O grupo Mecula, propriedade do “camarada” Alberto Chipande, a quem a história atribui a autoria do primeiro tiro que marcou o início da guerra de libertação nacional, recebeu, em 2002, 42.2 milhões de meticais ao câmbio de 30 meticais, cerca de 1.5 milhão de dólares. De lá até Dezembro de 2009, apenas tinha devolvido cerca de 11%, ou seja, 5 milhões de meticais ao Estado, o equivalente a média de 1% de reembolsos por ano. O proprietário do grupo já veio publicamente dizer que ele e os outros membros da Frelimo são os detentores do direito à riqueza justamente porque lutaram pela libertação deste país.
“E se forem ricos (os dirigentes da Frelimo), qual é o mal? Afinal de contas não foram os mesmos que trouxeram a independência de que vocês estão a usufruir?”, disse Chipande no ano passado. Na mesma semana, quando a Frelimo veio tentar minimizar a gravidade das declarações do seu membro, alegando que ele tinha sido “mal entendido”, Chipande desmentiu-os, reiterando que não tinha sido mal entendido: “publiquem na íntegra, duas ou mais vezes ao dia, para que o povo possa ouvir. Não estou mal compreendido e eu quero que vocês (órgãos de comunicação social) divulguem mais as minhas declarações (de que eles têm direito à riqueza). Reafirmo o que disse”, vincou.
Este pronunciamento, conjugado com a dívida que possui com o Estado, era motivo para levá-lo à força à cadeia. Mas porque ele é ele, ninguém do Governo esboçou sequer uma tosse. As instituições de justiça fizeram de contas que não ouviram e nem viram os jornais que fizeram ecos bocejantes de um dos devedores do tesouro público há cerca de 10 anos.
Da lista dos devedores, há ainda a registar a falida Trans-Austral (38.3 milhões de meticais), a Cegraf de deputados da Frelimo, empresa que ainda goza de sanidade financeira, que mantém sob sua custódia os 11.9 milhões de meticais – apenas reembolsou 350 mil meticais de um total de 12.3 milhões de meticais que recebeu, conforme se pode ver na Conta Geral do Estado de 2009, analisada e aprovada este ano pelo Parlamento.
Na verdade, ao não devolver o dinheiro emprestado há quatro anos, a população não o faz sem exemplos.
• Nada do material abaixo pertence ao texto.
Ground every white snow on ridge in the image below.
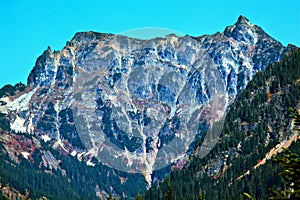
[0,88,37,113]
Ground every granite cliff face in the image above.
[0,16,293,197]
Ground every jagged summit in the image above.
[0,16,292,197]
[236,15,250,24]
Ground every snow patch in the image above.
[71,150,77,157]
[0,88,37,113]
[86,160,95,167]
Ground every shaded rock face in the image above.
[2,16,293,181]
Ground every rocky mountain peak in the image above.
[236,15,250,24]
[4,16,296,190]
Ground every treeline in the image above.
[144,49,300,199]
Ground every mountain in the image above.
[0,16,296,199]
[144,49,300,199]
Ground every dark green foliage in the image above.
[144,49,300,199]
[0,141,147,199]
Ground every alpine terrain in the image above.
[0,16,299,199]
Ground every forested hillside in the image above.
[144,49,300,199]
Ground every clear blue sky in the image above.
[0,0,300,87]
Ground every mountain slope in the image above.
[145,49,300,199]
[0,16,295,198]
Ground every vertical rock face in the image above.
[0,16,293,188]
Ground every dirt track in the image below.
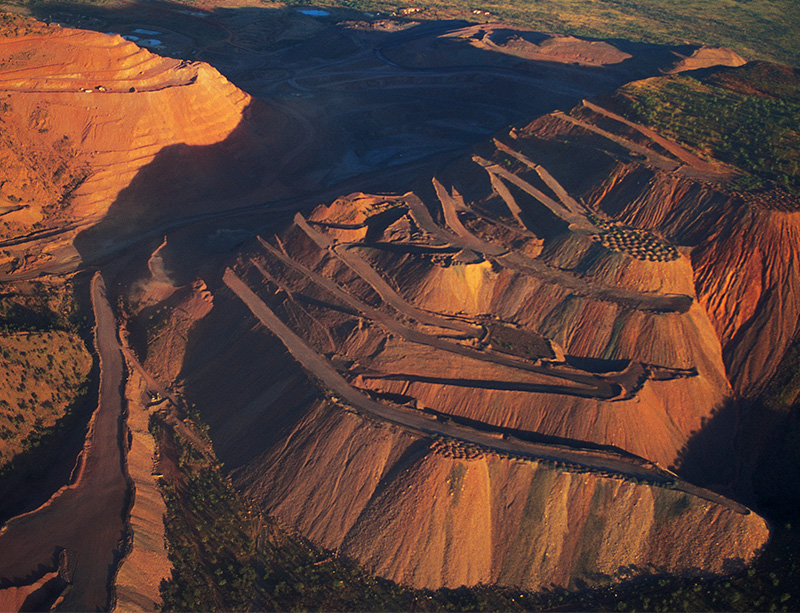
[0,273,129,611]
[223,268,749,514]
[261,230,622,400]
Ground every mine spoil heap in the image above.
[0,11,800,608]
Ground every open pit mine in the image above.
[0,6,800,611]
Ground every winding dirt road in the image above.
[222,268,750,514]
[0,273,129,611]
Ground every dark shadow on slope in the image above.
[175,281,319,471]
[675,400,736,498]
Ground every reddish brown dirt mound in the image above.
[667,47,747,74]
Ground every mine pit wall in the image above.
[234,401,768,590]
[568,164,800,396]
[354,243,732,468]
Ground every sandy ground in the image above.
[0,273,129,611]
[115,368,172,611]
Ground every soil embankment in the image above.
[0,273,130,611]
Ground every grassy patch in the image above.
[152,421,255,611]
[617,62,800,194]
[296,0,800,65]
[0,282,92,469]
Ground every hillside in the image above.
[0,11,800,610]
[0,22,304,272]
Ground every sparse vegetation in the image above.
[287,0,800,65]
[617,63,800,195]
[0,282,92,470]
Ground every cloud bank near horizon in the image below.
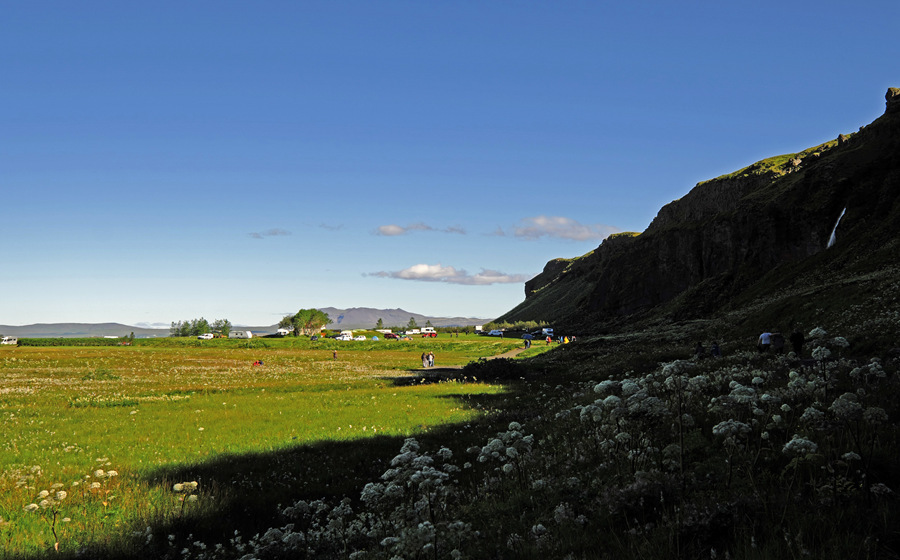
[375,222,466,237]
[364,264,534,286]
[247,228,291,239]
[495,215,619,241]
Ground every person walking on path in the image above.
[791,330,806,358]
[756,331,772,354]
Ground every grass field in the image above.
[0,336,541,558]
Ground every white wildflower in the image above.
[781,434,819,455]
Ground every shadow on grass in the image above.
[38,376,524,559]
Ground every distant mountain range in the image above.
[0,307,490,338]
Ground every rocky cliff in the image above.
[499,88,900,324]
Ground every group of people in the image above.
[756,330,806,356]
[422,352,434,367]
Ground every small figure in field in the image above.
[772,333,784,354]
[791,330,806,358]
[756,331,772,354]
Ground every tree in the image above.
[278,309,331,336]
[212,319,232,336]
[169,317,210,336]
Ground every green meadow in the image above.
[0,336,528,558]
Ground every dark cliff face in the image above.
[501,89,900,323]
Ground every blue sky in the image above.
[0,1,900,325]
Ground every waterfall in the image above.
[825,208,847,249]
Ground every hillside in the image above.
[0,307,489,338]
[498,88,900,336]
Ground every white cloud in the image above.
[375,222,466,237]
[366,264,533,286]
[247,228,291,239]
[513,216,619,241]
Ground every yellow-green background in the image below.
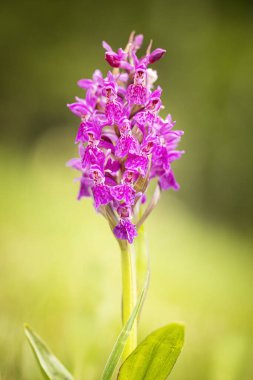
[0,0,253,380]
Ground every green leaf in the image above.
[101,271,150,380]
[118,323,184,380]
[25,325,74,380]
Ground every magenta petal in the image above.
[110,184,136,204]
[92,184,112,208]
[159,170,180,191]
[125,154,148,177]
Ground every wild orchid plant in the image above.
[25,33,184,380]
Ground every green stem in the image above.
[121,243,137,361]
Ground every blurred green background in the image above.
[0,0,253,380]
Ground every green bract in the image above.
[118,323,184,380]
[25,325,74,380]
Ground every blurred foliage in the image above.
[0,0,253,380]
[0,0,253,227]
[0,143,253,380]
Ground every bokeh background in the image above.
[0,0,253,380]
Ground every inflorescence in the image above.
[68,33,184,243]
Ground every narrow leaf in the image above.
[101,271,149,380]
[118,323,184,380]
[25,325,74,380]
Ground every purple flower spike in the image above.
[115,134,139,157]
[113,218,137,244]
[67,33,184,244]
[125,154,148,177]
[92,184,112,209]
[111,184,136,205]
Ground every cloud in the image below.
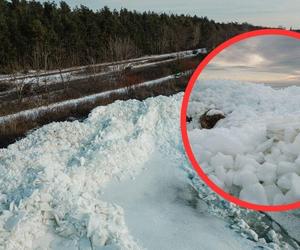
[202,35,300,84]
[41,0,300,28]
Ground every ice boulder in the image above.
[240,183,268,205]
[199,109,225,129]
[210,153,233,169]
[257,162,277,184]
[233,170,258,187]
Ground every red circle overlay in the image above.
[180,29,300,212]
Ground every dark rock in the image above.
[186,116,193,122]
[199,110,225,129]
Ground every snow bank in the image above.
[0,91,299,250]
[188,80,300,204]
[0,70,191,124]
[0,95,181,249]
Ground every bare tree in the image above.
[108,37,139,60]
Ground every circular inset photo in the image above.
[181,29,300,211]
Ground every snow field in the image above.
[0,95,181,249]
[0,90,299,250]
[188,80,300,205]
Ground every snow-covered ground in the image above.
[0,70,191,124]
[0,48,207,92]
[188,80,300,204]
[0,94,299,250]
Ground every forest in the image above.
[0,0,258,74]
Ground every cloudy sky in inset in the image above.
[41,0,300,28]
[200,35,300,86]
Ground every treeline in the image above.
[0,0,257,73]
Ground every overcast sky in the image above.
[42,0,300,28]
[200,35,300,86]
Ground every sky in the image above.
[41,0,300,28]
[199,35,300,86]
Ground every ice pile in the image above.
[188,80,300,204]
[0,95,182,250]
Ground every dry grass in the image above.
[0,74,188,147]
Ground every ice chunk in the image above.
[265,184,284,204]
[240,183,268,205]
[255,138,274,152]
[208,175,225,188]
[210,153,233,169]
[215,165,226,182]
[277,173,299,190]
[233,170,258,187]
[276,161,296,176]
[225,170,235,187]
[257,162,277,184]
[234,154,260,169]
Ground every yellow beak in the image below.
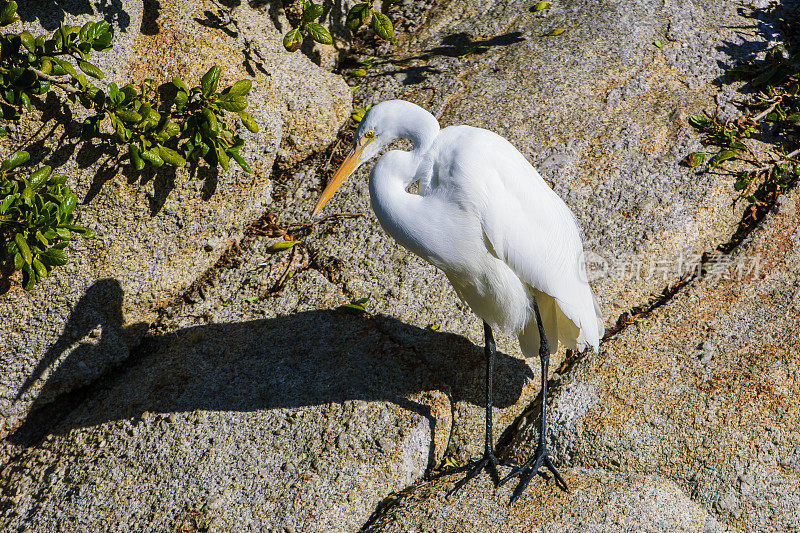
[311,143,366,217]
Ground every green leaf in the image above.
[708,150,736,167]
[227,79,253,96]
[684,152,708,168]
[22,264,36,291]
[173,91,189,111]
[158,144,186,167]
[303,2,322,22]
[31,257,47,278]
[372,11,394,40]
[92,31,114,52]
[172,76,189,93]
[200,65,222,96]
[39,248,69,266]
[0,150,31,171]
[283,28,303,52]
[0,0,19,26]
[78,60,105,80]
[230,152,253,174]
[64,224,97,239]
[53,57,78,78]
[115,109,142,124]
[305,22,333,44]
[689,115,710,129]
[19,30,36,53]
[14,233,33,265]
[219,96,247,113]
[267,241,300,254]
[60,193,78,215]
[139,148,164,168]
[214,144,230,170]
[345,3,372,31]
[28,165,53,190]
[128,144,144,170]
[239,111,258,133]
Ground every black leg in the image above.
[500,298,569,503]
[448,322,500,495]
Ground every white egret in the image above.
[313,100,603,501]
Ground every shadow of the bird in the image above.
[15,288,533,444]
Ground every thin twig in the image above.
[269,245,297,292]
[286,212,367,231]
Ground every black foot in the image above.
[447,450,500,496]
[499,444,569,503]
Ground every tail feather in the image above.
[519,289,604,357]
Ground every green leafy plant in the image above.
[684,6,800,206]
[0,1,258,172]
[0,1,113,120]
[0,0,258,290]
[283,0,399,52]
[345,0,394,41]
[89,66,258,172]
[0,150,95,290]
[283,0,333,52]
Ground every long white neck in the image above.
[369,104,439,260]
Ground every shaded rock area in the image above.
[348,0,777,324]
[363,468,723,533]
[0,2,351,436]
[0,0,800,533]
[511,190,800,531]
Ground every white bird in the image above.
[312,100,603,501]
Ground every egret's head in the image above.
[312,100,439,216]
[311,109,392,216]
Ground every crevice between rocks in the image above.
[359,174,797,532]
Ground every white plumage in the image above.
[314,100,603,501]
[318,100,603,356]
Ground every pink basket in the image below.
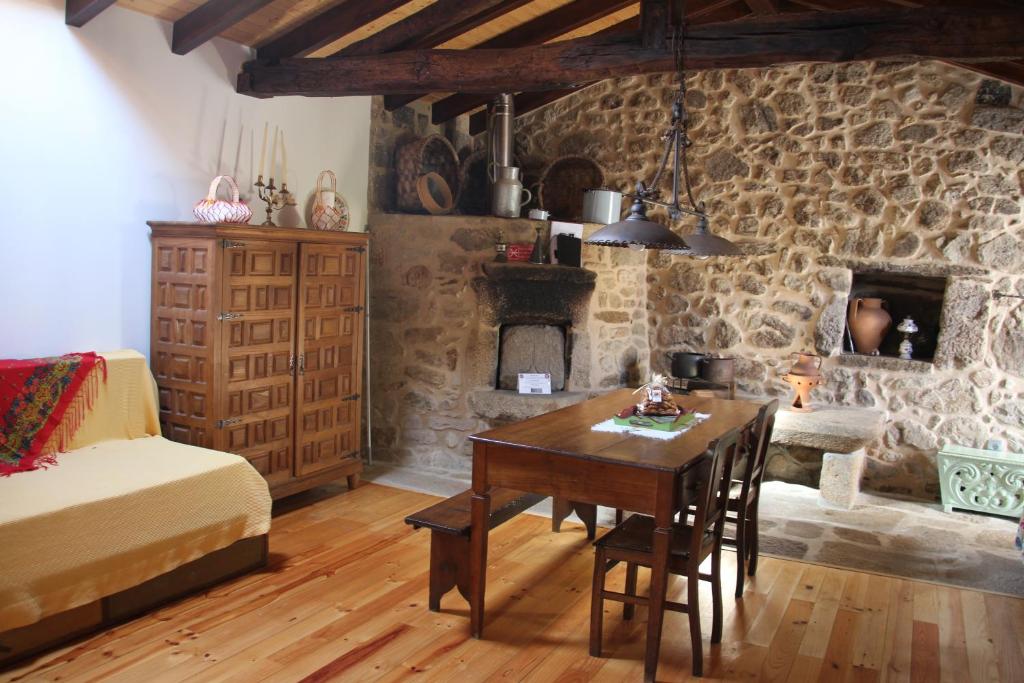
[193,175,253,224]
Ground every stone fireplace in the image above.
[369,214,649,478]
[473,262,597,391]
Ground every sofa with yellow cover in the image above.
[0,351,270,663]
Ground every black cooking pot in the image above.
[672,351,705,380]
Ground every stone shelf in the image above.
[771,408,885,453]
[836,353,935,373]
[469,389,596,421]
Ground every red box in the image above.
[505,242,534,261]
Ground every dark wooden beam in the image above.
[419,10,640,124]
[744,0,778,14]
[949,61,1024,86]
[171,0,273,54]
[425,0,750,126]
[384,0,636,113]
[640,0,672,50]
[65,0,115,28]
[256,0,408,59]
[331,0,529,57]
[238,7,1024,96]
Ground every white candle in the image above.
[259,121,270,175]
[281,131,288,185]
[267,126,278,182]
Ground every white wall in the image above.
[0,0,370,357]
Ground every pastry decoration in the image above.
[634,373,682,418]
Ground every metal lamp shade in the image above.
[587,200,689,253]
[686,216,741,256]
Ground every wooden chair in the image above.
[590,430,739,676]
[722,399,778,598]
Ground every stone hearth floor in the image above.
[365,466,1024,596]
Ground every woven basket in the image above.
[538,157,604,222]
[309,171,348,230]
[395,135,459,213]
[193,175,253,224]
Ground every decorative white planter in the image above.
[939,445,1024,519]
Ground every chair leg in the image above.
[736,507,750,600]
[623,562,637,622]
[711,545,724,644]
[746,501,760,577]
[590,548,605,657]
[686,566,703,676]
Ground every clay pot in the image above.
[847,298,893,355]
[790,351,821,377]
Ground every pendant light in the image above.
[587,17,740,258]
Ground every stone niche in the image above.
[516,60,1024,500]
[368,214,650,478]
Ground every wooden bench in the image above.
[406,488,596,611]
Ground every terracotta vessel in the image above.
[847,298,893,355]
[782,352,823,413]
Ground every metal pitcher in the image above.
[490,166,534,218]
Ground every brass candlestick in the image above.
[253,174,295,227]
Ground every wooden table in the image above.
[469,389,761,681]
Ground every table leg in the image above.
[643,477,676,683]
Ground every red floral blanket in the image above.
[0,351,106,476]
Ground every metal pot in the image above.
[583,188,623,225]
[672,351,705,380]
[700,355,736,384]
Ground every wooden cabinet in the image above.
[150,221,367,498]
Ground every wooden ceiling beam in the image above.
[171,0,273,54]
[331,0,529,58]
[256,0,408,59]
[384,0,636,113]
[744,0,778,14]
[65,0,115,29]
[238,7,1024,96]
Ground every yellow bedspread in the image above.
[0,352,270,631]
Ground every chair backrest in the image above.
[690,429,739,557]
[740,398,778,500]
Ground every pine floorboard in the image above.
[0,484,1024,683]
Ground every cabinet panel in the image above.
[296,244,362,476]
[150,238,216,447]
[219,241,298,485]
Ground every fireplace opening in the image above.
[844,271,946,361]
[496,323,571,391]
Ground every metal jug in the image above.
[490,166,534,218]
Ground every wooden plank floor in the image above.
[8,484,1024,683]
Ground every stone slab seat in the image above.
[406,488,547,611]
[771,407,885,510]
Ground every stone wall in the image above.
[369,214,649,478]
[517,62,1024,498]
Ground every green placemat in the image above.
[612,413,697,432]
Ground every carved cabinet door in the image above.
[217,241,298,486]
[295,243,364,476]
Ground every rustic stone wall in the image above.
[518,58,1024,498]
[369,214,649,478]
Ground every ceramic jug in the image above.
[847,298,893,355]
[790,351,821,377]
[490,166,534,218]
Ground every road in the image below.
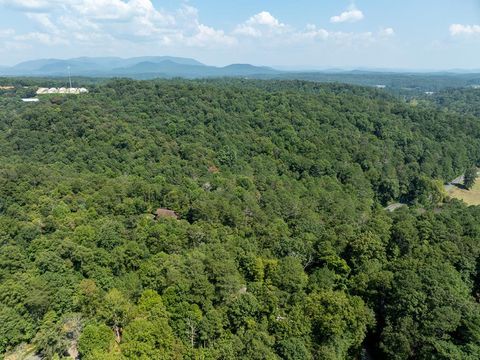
[384,172,468,212]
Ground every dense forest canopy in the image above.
[0,80,480,359]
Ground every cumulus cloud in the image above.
[0,29,15,38]
[450,24,480,36]
[379,28,395,37]
[0,0,394,51]
[0,0,235,47]
[0,0,64,11]
[234,11,289,37]
[330,6,365,23]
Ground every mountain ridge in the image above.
[0,56,282,78]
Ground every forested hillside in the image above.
[0,80,480,360]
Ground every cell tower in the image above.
[68,65,72,91]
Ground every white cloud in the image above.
[0,0,394,59]
[14,32,66,46]
[0,0,64,11]
[0,29,15,38]
[234,11,290,37]
[330,6,365,23]
[450,24,480,36]
[379,28,395,37]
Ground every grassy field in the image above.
[447,179,480,205]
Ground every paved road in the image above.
[384,171,470,212]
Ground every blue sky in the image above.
[0,0,480,70]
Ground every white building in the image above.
[37,87,88,95]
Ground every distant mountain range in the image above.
[0,56,282,78]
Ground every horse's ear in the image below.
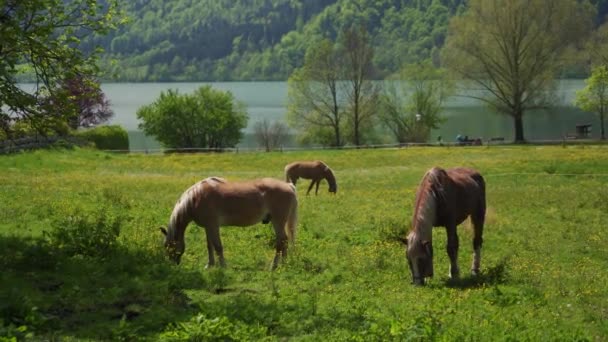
[422,241,433,257]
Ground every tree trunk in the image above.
[600,112,606,140]
[513,112,525,143]
[334,123,341,147]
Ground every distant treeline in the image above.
[84,0,608,81]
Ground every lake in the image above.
[102,80,599,150]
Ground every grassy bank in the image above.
[0,146,608,341]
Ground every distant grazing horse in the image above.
[405,167,486,285]
[160,177,298,269]
[285,160,338,195]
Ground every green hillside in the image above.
[85,0,608,81]
[85,0,463,81]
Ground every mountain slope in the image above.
[91,0,608,81]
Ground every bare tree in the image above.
[253,119,289,152]
[287,40,344,146]
[379,61,453,143]
[341,27,380,146]
[442,0,594,142]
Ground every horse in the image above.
[285,160,338,195]
[160,177,298,270]
[404,167,486,285]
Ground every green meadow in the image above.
[0,145,608,341]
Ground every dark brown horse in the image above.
[161,177,298,269]
[285,160,338,195]
[406,167,486,285]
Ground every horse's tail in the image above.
[284,164,293,183]
[287,184,298,244]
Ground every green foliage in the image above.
[287,40,346,146]
[160,314,266,341]
[0,145,608,341]
[86,0,464,81]
[380,61,454,143]
[442,0,595,142]
[0,0,121,136]
[76,125,129,150]
[45,207,124,257]
[137,86,248,148]
[574,65,608,139]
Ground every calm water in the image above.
[102,80,599,149]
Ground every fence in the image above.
[104,137,608,154]
[0,136,85,154]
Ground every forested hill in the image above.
[90,0,608,81]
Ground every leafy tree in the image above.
[54,76,114,129]
[380,61,454,143]
[341,27,380,146]
[137,86,248,148]
[442,0,594,142]
[575,65,608,140]
[0,0,121,137]
[287,40,344,146]
[253,119,289,152]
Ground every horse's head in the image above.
[160,227,186,264]
[405,233,433,285]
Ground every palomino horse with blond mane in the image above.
[285,160,338,195]
[406,167,486,285]
[161,177,298,269]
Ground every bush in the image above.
[137,86,248,149]
[44,204,124,257]
[160,314,267,341]
[76,125,129,150]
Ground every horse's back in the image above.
[197,178,297,226]
[285,160,327,179]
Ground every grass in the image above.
[0,146,608,341]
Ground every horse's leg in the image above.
[205,226,215,268]
[446,225,460,279]
[471,214,485,275]
[306,179,315,195]
[272,214,287,270]
[207,224,226,267]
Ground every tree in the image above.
[442,0,594,142]
[55,76,114,129]
[341,27,379,146]
[574,65,608,140]
[0,0,122,137]
[137,86,248,148]
[287,40,344,146]
[380,61,454,143]
[253,119,289,152]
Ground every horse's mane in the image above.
[412,167,447,236]
[167,177,226,240]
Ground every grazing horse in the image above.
[405,167,486,285]
[285,160,338,195]
[160,177,298,269]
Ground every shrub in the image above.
[77,125,129,150]
[160,314,267,341]
[44,204,124,257]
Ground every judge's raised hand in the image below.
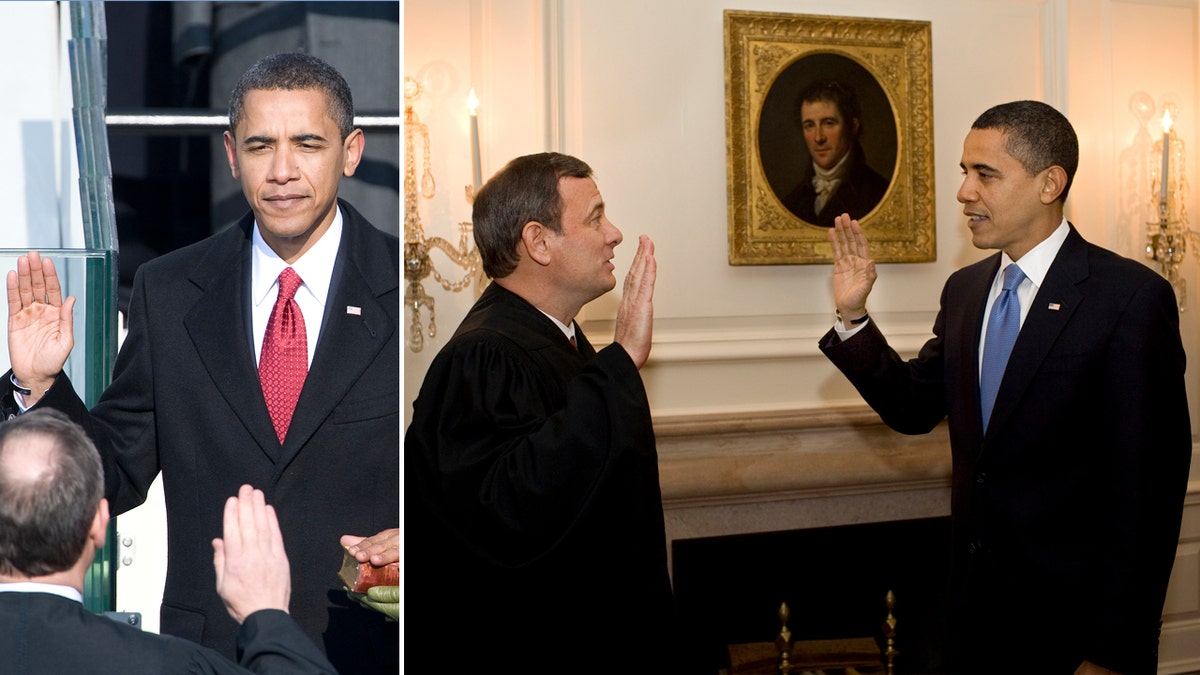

Inspira-se nos outros, neste caso, as figuras de proa do partido no poder. Se os devedores, há menos de quatro anos – de menos de 10 mil meticais (cerca de 300 dólares) até pouco mais de 100 mil meticais (pouco mais de 3 mil dólares) – devem ser detidos e encarcerados nas cadeias, também devem ser detidos, julgado e condenados, primeiro, os que mantêm consigo mais de 300 mil dólares americanos (mais de 10 milhões de meticais) do Estado, em diante, há cerca de 10 anos.

Fonte: O PAÍS

COMENTÁRIO: Aqui há coerência. Muita coerência!